BWW Reviews: THE SCARLET LETTER at the Intiman Theatre
Seattle's Intiman Theatre is closing out their main stage season with the adaptation of Nathaniel Hawthorne's classic morality tale, "The Scarlet Letter". In "The Scarlet Letter" the letter in question is an "A" but with this production I can really only give it a C-.
Adapted by Naomi Iizuka, the story (for those that weren't forced to read it in High School) set in the Puritanical 1800's focuses on a young woman, Hester, who has had an extra marital affair with a young Minister which results in a pregnancy. When the town finds out they force Hester to wear a scarlet "A" on her chest so no one can forget her adulteress ways. But Hester refuses to identify Minister Dimmesdale as the other member of the affair and takes on the burden of shame all on her own.
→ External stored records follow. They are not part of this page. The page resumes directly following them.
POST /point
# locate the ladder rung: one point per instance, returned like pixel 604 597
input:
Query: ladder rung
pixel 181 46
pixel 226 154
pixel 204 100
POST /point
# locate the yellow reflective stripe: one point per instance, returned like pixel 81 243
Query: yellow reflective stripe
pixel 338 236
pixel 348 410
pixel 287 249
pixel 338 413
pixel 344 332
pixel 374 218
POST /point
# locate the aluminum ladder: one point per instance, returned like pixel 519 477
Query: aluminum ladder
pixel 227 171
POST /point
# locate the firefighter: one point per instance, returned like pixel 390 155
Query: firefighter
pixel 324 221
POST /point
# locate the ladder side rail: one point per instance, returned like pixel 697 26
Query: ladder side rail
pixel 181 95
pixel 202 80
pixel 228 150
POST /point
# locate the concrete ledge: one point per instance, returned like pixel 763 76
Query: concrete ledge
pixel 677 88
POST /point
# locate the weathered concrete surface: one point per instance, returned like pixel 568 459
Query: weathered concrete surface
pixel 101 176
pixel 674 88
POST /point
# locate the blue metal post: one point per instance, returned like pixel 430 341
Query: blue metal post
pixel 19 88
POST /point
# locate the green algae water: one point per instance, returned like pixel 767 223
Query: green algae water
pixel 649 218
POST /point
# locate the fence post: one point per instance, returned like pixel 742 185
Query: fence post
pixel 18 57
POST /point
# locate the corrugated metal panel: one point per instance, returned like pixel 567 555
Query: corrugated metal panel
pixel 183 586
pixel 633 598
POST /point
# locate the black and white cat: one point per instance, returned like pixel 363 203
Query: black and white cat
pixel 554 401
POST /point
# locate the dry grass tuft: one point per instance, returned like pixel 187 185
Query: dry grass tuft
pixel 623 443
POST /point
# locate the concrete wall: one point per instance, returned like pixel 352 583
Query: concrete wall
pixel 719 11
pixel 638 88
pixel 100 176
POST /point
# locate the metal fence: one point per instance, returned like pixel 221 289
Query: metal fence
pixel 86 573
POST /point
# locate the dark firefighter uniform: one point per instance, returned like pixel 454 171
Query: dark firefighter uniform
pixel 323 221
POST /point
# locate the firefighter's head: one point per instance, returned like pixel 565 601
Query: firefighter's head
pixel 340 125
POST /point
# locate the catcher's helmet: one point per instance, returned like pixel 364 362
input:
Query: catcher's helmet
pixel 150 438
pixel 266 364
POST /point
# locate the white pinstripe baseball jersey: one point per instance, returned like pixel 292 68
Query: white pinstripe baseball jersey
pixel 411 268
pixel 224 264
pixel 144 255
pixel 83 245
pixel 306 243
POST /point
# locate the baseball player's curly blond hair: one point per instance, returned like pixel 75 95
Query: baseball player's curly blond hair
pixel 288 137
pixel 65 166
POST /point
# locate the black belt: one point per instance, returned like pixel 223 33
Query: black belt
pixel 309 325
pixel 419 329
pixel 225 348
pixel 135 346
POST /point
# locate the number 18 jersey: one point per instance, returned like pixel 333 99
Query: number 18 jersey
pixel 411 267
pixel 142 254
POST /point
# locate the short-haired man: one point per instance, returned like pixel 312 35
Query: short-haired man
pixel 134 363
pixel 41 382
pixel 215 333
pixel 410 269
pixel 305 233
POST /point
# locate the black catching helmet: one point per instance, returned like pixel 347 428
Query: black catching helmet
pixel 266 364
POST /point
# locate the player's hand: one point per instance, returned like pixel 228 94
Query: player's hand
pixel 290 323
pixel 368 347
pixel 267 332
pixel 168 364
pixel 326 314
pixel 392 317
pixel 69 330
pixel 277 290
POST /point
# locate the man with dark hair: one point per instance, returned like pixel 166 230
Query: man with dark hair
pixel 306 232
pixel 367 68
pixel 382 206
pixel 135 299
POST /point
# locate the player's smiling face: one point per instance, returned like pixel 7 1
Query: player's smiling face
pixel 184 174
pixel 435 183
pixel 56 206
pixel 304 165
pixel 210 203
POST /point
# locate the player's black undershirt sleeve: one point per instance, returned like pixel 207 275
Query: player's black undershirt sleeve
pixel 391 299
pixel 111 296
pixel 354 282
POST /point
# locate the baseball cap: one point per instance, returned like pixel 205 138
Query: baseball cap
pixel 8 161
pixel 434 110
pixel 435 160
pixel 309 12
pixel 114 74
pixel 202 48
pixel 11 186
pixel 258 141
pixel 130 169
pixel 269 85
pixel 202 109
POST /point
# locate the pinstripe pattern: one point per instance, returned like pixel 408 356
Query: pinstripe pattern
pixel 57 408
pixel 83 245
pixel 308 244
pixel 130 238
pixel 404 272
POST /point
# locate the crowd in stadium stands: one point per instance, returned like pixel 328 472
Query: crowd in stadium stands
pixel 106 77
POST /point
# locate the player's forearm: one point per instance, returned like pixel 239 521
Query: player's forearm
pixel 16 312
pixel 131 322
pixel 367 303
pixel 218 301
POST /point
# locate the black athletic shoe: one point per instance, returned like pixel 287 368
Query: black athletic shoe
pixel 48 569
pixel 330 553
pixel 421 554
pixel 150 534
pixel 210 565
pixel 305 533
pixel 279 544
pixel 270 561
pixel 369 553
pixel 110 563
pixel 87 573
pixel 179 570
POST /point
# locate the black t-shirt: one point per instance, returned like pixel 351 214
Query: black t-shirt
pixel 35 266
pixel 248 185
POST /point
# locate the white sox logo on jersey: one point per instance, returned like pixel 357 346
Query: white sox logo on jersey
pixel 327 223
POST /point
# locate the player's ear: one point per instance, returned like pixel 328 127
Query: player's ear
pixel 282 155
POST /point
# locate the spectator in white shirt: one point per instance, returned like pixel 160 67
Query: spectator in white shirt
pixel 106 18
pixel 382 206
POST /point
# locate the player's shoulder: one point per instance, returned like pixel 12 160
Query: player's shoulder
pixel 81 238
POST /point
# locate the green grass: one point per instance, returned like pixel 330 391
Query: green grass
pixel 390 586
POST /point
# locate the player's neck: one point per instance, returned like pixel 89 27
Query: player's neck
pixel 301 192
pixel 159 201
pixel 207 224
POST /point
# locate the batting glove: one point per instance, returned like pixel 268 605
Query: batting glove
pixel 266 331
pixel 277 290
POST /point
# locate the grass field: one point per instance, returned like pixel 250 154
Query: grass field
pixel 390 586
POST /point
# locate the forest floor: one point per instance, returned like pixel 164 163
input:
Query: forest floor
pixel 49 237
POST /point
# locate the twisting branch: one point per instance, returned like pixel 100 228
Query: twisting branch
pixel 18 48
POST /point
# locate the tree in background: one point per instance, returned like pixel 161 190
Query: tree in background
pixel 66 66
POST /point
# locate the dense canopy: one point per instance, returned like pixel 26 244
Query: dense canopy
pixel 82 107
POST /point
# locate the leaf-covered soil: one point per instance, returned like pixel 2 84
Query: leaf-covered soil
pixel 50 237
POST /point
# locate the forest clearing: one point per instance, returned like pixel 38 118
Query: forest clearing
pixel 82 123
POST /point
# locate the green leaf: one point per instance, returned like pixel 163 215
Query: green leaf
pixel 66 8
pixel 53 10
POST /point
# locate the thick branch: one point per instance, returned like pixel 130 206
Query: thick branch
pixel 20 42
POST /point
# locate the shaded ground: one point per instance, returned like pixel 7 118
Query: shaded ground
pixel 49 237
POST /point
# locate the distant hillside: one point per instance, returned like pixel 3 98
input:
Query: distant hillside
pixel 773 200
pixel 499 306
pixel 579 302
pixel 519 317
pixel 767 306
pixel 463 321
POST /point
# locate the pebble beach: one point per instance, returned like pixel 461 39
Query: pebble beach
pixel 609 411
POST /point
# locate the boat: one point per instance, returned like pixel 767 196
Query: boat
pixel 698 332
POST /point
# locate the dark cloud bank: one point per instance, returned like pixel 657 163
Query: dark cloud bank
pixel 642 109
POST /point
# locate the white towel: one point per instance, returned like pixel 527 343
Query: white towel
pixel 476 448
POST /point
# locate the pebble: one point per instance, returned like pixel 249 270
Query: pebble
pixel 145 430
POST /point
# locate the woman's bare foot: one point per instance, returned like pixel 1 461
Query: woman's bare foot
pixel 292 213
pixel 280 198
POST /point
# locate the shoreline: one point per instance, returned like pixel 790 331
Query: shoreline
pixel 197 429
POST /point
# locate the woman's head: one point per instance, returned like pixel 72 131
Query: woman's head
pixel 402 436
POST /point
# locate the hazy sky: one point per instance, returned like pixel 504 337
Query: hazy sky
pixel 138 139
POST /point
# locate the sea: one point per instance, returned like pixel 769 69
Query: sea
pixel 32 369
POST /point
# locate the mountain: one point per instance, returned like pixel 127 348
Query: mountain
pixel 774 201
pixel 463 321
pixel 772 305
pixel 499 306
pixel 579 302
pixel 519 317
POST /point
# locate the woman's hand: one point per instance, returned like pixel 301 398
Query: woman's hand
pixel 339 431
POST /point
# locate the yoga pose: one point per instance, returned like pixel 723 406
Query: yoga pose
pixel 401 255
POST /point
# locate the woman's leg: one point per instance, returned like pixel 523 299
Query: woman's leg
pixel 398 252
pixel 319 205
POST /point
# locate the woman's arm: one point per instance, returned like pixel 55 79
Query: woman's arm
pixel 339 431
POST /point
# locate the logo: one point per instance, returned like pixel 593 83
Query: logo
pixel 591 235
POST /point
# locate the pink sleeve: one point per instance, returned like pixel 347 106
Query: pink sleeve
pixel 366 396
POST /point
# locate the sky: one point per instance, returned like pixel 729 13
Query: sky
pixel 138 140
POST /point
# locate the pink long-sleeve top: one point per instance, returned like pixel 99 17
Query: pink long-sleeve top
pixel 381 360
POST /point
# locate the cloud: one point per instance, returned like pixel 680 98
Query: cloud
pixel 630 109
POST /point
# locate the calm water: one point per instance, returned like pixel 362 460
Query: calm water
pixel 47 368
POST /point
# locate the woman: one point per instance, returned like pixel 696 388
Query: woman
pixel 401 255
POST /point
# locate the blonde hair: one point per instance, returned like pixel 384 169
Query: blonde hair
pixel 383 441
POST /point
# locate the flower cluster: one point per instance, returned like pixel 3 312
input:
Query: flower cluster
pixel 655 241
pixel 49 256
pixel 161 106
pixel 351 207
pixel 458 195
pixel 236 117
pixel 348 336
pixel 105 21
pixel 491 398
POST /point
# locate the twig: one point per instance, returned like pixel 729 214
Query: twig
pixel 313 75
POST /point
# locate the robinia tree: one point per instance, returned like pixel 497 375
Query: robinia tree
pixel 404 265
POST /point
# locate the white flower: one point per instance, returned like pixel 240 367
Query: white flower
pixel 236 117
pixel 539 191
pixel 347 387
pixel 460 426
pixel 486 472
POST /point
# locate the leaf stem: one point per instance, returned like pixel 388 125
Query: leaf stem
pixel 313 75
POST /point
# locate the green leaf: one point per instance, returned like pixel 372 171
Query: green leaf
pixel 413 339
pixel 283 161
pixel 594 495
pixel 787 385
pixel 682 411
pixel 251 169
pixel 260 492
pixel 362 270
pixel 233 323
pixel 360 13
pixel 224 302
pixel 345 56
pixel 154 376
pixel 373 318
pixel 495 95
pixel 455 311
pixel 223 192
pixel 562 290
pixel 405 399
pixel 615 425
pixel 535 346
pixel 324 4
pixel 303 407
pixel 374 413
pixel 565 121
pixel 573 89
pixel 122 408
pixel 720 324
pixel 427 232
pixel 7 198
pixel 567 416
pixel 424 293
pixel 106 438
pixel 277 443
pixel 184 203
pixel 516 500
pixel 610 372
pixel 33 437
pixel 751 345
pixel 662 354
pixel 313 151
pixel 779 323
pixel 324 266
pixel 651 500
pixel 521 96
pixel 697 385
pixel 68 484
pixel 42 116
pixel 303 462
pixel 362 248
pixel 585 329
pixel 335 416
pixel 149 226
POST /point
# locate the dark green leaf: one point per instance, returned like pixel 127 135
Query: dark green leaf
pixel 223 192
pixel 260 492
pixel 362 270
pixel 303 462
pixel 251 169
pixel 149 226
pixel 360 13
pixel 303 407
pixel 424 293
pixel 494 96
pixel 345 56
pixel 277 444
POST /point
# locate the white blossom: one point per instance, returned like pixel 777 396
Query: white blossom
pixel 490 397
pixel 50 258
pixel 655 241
What Iizuka has done is to take the story and boil it down to the interactions between the characters and since the book itself contains so much description, this makes the play quite a short one (only 72 minutes). She has also added in the character of adult Pearl (the illegitimate daughter of Hester) who serves as a narrator for the play as she is looking back on the story of her Mother's life. Unfortunately she also relies on this character to provide so much heavy laden exposition and preaching about what she feels that the play really comes across as being terribly self important.
But then, that could also be the fault of the director, Lear deBessonet who seems to have instructed the cast to play every moment as overly pious and significant rather than portraying these characters as honest. This just brings them out to be caricatures of these literary icons. And if that weren't enough, deBessonet has also infused the play with a live violin underscore performed on stage by Emily Holden and while beautifully performed, it only accentuates the sense of grandeur the play has and beats us over the head with how we should be feeling. And then there were the off stage whispers from the townspeople that kept permeating the show which were so heavy handed that they just came across as silly and forced.
But really that was the watchword for this production, forced. Even the actors seemed intent on telling us how important the story and its moments were with so much yelling and hand wringing. There's driving the point home by playing a part honestly and letting the audience feel what they want and then there's force feeding the feelings and unfortunately this show was full of the latter. Really there was just so much "acting" on the stage on not enough "being".
Only one moment of the show rang true and that was the sermon from Minister Dimmesdale, played by Frank Boyd, from the end of the show. In this sermon he confesses his involvement in the affair by conveying the difference between Man's Law which wants to decide who you can love and God's Law which doesn't restrict true love. The problem was that by this point in the play, this one moment of truth was too late and I didn't care anymore.
All in all a passable production with nothing special to make it great. And while I appreciate the timely message of all inclusive love without societal interference, there are better ways to convey it.